Когда люди останавливаются у переправы, они разбивают лагерь, осматриваются, и, держу пари, что кто-то уже поставил магазинчик, где есть все, что им нужно.
Городок Сиваш возник так же. Река, конечно, не ахти какая, но рядом оказался хороший источник, и один парень, проезжающий мимо, остался и стал разводить овец. Через несколько месяцев на него набрел другой смельчак, собиравшийся за золотом в Колорадо. Он увидел это место и, зная, что вода иногда дороже золота, подождал, пока овцевод повернется к нему спиной, а потом топором раскроил ему голову, похоронил и посеял кукурузу и дыни.
Этот древний конфликт — конфликт между фермером и скотоводом — начался, наверное, во времена Каина и Авеля. Каин, по Библии, был не только первым фермером. Он построил первый город, о котором говорится в священной книге. И вот наш фермер, его тоже звали Каин, увидев, что люди часто останавливаются попить у его источника, открыл лавочку и стал торговать кукурузой и овощами.
Со временем все бы у него наладилось, если бы не появился карточный шулер с ревматизмом в натруженных пальцах. Шулер приехал в городок и некоторое время наблюдал, как идут дела.

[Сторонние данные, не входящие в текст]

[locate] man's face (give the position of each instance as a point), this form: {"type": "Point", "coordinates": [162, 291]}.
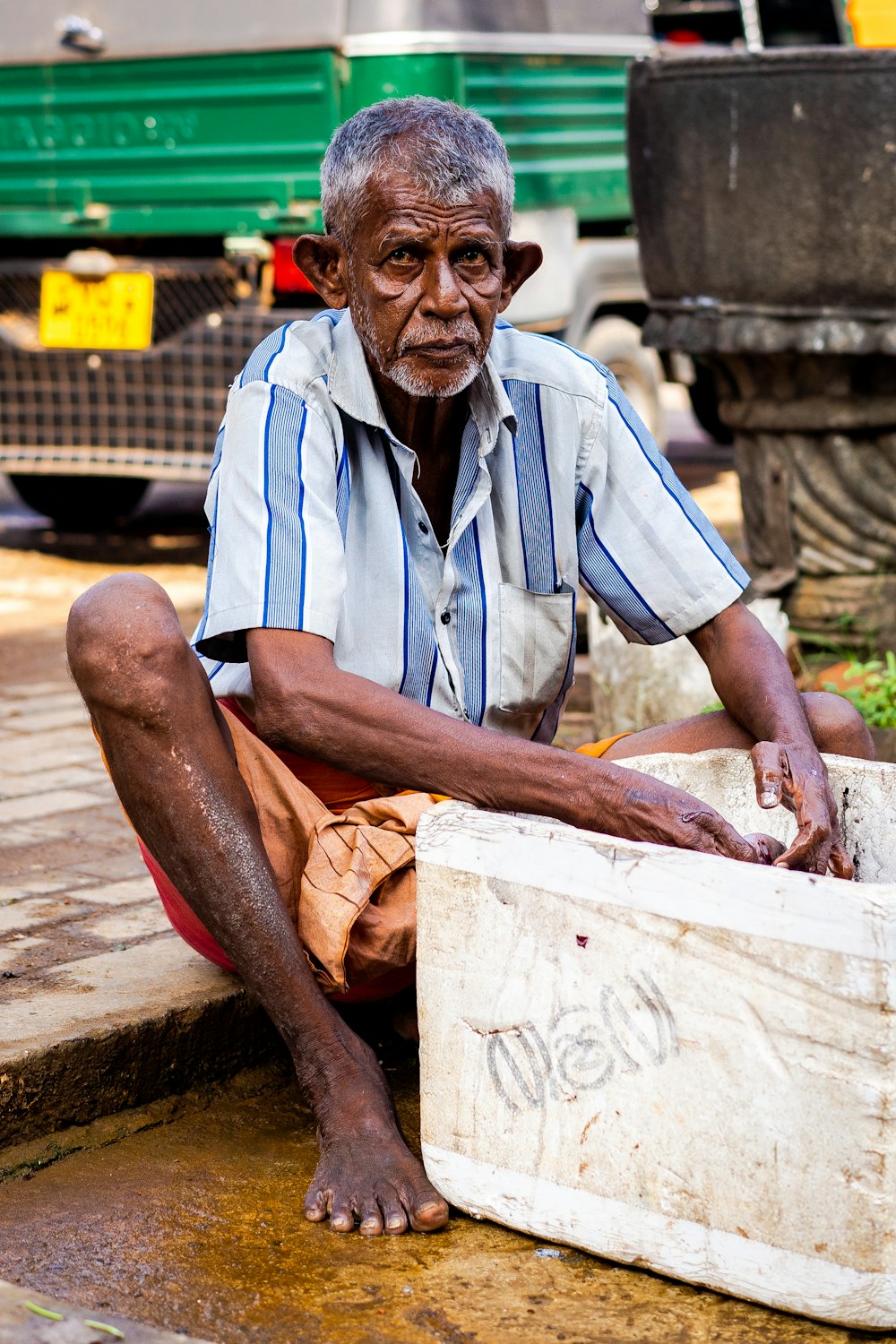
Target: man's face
{"type": "Point", "coordinates": [425, 285]}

Он послушал шелест тополиных листьев, журчание родника и тем же вечером вынул засаленную колоду карт.
Ревматизм в пальцах означал для него конец карьеры, но эти пальцы все же сумели сдать три дамы для Каина.
Каин уже долго не видел женщин, поэтому, когда сразу три дамы появились у него на руках, он на радостях переоценил свои возможности. А когда шулер-ревматик показал ему четыре туза, он понял, что больше не фермер и не владелец лавки. Шулеру не хотелось, чтобы его бывший партнер по покеру мозолил ему глаза, поэтому подарил ему лошадь. Когда же Каин взял топор, его, должно быть, предупредил какой-то дружелюбный призрак, шулер не стал поворачиваться к нему спиной. Каин опять стал бродягой, а шулер — хозяином магазина и владельцем полей.

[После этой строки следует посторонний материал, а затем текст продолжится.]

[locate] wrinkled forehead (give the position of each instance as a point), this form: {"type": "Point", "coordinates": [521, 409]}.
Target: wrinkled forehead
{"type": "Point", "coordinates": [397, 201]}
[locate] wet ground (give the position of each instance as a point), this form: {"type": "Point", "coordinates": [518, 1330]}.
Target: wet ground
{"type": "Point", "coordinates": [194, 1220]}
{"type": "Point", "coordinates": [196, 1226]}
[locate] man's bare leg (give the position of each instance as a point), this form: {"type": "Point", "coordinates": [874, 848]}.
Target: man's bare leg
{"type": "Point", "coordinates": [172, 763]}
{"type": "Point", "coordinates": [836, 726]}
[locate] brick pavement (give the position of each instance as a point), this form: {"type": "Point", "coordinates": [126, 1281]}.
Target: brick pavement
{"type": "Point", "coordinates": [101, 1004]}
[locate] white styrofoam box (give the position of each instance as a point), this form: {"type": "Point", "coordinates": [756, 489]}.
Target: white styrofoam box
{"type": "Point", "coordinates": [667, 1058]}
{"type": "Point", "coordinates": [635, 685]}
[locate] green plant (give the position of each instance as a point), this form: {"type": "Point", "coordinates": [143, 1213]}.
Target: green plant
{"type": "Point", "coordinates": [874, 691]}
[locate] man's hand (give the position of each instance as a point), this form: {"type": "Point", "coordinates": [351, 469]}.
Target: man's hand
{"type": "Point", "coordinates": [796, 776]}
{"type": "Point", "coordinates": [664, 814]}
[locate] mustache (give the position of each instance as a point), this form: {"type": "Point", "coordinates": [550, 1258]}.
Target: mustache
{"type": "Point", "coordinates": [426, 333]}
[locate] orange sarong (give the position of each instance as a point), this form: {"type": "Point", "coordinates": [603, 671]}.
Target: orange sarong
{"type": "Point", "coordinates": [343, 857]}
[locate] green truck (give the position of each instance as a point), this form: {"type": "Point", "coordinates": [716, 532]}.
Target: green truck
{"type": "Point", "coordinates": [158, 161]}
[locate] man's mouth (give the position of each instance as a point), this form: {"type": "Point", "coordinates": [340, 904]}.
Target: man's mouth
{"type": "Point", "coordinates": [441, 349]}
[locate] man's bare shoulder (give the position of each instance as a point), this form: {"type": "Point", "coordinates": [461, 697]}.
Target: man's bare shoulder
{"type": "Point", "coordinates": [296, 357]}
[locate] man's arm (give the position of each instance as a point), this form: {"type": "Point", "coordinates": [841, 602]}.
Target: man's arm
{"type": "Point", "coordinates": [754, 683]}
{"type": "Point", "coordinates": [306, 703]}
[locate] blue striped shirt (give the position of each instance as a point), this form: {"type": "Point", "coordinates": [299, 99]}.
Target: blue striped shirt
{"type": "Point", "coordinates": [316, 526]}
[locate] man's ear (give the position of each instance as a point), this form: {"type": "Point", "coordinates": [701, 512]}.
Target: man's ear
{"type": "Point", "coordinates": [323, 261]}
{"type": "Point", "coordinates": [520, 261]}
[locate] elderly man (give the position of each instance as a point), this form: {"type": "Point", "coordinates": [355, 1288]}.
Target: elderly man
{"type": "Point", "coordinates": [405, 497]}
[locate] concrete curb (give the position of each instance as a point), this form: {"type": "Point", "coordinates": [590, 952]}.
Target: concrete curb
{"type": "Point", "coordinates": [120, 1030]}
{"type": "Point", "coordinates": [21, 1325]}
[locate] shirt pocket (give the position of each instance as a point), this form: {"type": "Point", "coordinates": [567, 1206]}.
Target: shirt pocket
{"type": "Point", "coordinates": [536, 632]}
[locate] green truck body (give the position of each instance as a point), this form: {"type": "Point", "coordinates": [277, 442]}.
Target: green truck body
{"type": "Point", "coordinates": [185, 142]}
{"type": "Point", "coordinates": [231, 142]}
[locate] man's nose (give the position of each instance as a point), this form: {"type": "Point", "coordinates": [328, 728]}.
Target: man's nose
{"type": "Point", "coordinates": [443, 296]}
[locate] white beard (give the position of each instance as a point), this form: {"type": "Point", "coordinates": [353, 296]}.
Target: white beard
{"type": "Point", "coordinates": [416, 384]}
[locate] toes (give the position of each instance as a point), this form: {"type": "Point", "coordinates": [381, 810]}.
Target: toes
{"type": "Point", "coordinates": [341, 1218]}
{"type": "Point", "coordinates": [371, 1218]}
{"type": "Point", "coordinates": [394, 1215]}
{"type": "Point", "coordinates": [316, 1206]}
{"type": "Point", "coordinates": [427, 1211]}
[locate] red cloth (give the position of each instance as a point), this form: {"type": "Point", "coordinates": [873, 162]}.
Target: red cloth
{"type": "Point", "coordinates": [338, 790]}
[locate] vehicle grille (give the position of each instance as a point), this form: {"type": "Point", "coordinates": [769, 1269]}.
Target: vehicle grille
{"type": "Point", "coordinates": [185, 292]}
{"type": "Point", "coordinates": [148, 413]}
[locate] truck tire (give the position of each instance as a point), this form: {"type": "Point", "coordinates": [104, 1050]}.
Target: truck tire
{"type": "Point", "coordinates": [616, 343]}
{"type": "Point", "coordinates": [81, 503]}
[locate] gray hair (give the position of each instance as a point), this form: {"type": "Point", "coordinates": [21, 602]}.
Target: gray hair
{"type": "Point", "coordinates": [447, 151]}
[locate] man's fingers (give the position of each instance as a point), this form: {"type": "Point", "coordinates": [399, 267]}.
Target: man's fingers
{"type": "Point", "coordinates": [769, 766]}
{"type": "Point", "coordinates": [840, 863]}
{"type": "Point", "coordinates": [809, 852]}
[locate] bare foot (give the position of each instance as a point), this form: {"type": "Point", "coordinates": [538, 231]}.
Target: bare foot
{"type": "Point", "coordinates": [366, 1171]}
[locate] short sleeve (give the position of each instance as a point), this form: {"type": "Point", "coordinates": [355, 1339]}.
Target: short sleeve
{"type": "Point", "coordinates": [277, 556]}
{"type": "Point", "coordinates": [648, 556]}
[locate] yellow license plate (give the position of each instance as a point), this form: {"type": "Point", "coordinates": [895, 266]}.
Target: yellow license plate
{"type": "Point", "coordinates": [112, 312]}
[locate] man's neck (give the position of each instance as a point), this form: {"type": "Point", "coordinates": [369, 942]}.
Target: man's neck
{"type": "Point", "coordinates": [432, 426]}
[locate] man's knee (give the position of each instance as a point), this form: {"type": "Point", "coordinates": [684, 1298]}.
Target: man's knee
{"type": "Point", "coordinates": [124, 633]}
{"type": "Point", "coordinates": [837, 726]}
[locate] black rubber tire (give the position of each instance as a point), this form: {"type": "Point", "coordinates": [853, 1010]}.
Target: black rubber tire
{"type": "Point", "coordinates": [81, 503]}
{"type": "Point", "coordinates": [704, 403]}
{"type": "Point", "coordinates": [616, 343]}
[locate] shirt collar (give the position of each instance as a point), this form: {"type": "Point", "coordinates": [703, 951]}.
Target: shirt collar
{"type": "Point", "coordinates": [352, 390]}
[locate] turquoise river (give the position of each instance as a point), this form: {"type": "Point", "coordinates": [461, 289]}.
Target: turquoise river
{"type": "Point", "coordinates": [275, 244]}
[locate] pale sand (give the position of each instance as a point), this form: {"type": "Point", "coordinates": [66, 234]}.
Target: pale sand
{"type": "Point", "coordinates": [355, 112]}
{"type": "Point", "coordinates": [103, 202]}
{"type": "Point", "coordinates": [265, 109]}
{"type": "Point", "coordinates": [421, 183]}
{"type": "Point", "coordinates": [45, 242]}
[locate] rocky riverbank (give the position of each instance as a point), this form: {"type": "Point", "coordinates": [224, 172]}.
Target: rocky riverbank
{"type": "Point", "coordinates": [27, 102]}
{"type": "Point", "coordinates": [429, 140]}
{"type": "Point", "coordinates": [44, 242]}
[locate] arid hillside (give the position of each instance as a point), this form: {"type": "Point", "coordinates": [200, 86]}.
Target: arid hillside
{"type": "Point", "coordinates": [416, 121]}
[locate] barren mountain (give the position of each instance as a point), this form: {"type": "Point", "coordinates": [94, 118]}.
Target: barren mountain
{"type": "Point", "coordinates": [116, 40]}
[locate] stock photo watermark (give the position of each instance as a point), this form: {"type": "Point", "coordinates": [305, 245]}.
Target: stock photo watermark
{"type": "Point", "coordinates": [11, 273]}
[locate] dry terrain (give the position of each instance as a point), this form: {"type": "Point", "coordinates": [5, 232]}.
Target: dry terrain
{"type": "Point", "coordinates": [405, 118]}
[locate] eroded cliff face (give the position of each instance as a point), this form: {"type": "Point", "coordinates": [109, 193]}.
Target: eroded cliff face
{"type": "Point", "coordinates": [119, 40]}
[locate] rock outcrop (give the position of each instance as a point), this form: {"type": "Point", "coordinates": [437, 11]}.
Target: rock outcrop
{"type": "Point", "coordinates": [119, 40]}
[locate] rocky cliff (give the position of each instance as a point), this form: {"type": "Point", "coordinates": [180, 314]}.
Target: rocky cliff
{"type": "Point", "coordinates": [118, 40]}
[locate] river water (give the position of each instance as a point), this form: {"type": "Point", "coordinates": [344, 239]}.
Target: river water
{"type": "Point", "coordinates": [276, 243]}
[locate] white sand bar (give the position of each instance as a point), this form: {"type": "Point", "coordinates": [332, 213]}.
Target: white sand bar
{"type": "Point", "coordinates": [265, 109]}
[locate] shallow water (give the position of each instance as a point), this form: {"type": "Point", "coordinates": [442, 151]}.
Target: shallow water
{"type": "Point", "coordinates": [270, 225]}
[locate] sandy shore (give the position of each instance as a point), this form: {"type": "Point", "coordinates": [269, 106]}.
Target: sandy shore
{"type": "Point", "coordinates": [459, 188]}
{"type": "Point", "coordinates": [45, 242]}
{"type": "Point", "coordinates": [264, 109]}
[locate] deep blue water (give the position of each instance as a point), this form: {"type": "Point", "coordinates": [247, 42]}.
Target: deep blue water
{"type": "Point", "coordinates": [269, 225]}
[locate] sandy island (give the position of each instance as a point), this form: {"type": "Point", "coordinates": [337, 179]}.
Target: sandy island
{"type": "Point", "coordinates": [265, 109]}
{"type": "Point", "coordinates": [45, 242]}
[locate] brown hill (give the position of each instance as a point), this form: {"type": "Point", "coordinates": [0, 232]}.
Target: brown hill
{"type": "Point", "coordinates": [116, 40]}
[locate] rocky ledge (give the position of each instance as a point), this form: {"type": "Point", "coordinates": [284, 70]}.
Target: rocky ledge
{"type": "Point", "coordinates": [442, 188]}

Он назвал это место Сиваш. Никто не знал почему, включая и его самого. Шулеру пришло в голову это имя, и он им воспользовался. К тому времени шулер уже продавал припасы в «МТ» и в нескольких других хозяйствах, расположенных по соседству.

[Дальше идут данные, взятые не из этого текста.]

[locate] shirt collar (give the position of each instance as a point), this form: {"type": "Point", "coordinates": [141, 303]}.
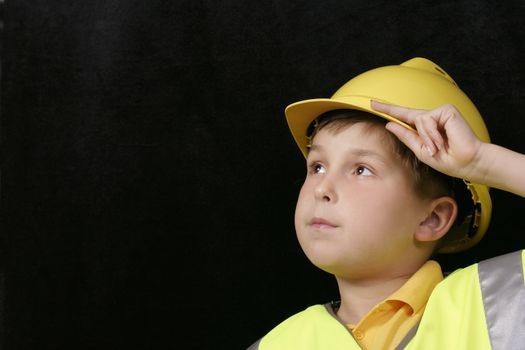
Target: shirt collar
{"type": "Point", "coordinates": [416, 291]}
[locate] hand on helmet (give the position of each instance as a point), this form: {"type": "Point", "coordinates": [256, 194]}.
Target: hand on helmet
{"type": "Point", "coordinates": [443, 140]}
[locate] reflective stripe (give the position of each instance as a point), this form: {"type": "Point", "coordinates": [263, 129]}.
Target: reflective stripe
{"type": "Point", "coordinates": [503, 291]}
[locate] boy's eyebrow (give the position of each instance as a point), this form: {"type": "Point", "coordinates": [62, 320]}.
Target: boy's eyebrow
{"type": "Point", "coordinates": [358, 152]}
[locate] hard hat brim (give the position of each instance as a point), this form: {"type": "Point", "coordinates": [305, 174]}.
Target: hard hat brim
{"type": "Point", "coordinates": [300, 115]}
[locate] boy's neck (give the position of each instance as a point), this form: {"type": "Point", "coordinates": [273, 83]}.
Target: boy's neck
{"type": "Point", "coordinates": [359, 297]}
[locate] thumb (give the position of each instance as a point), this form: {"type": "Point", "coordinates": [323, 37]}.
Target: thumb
{"type": "Point", "coordinates": [411, 139]}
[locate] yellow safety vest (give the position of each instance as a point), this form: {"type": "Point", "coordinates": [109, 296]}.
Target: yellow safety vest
{"type": "Point", "coordinates": [478, 307]}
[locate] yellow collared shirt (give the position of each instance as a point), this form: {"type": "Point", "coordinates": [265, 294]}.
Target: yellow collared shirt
{"type": "Point", "coordinates": [385, 326]}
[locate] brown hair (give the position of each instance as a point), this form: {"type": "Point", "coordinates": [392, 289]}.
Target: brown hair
{"type": "Point", "coordinates": [428, 183]}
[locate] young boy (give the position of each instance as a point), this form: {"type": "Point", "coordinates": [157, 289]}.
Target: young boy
{"type": "Point", "coordinates": [381, 195]}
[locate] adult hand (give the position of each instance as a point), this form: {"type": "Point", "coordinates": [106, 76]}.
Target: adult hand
{"type": "Point", "coordinates": [443, 140]}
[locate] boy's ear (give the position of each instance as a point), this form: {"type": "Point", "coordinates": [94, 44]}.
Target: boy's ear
{"type": "Point", "coordinates": [442, 214]}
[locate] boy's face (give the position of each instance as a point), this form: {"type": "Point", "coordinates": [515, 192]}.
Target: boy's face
{"type": "Point", "coordinates": [357, 211]}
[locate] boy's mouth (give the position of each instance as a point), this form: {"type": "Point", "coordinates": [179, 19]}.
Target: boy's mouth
{"type": "Point", "coordinates": [321, 223]}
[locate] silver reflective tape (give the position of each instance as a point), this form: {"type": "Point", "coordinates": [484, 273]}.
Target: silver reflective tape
{"type": "Point", "coordinates": [503, 292]}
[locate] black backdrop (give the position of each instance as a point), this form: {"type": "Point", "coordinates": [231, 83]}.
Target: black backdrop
{"type": "Point", "coordinates": [148, 177]}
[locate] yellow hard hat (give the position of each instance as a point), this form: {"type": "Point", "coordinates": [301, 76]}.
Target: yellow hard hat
{"type": "Point", "coordinates": [416, 83]}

Сиваш не был большим городом. Человек со здоровыми ногами мог обойти его за пять минут.
Шулер с ревматическими пальцами все еще жил здесь, но пальцы у него стали намного хуже. Руки, которые не могли сдать штучку снизу или собрать внизу колоды нужные карты, не могли совладать и с револьвером. Поэтому самый старый гражданин Сиваша стал также самым миролюбивым.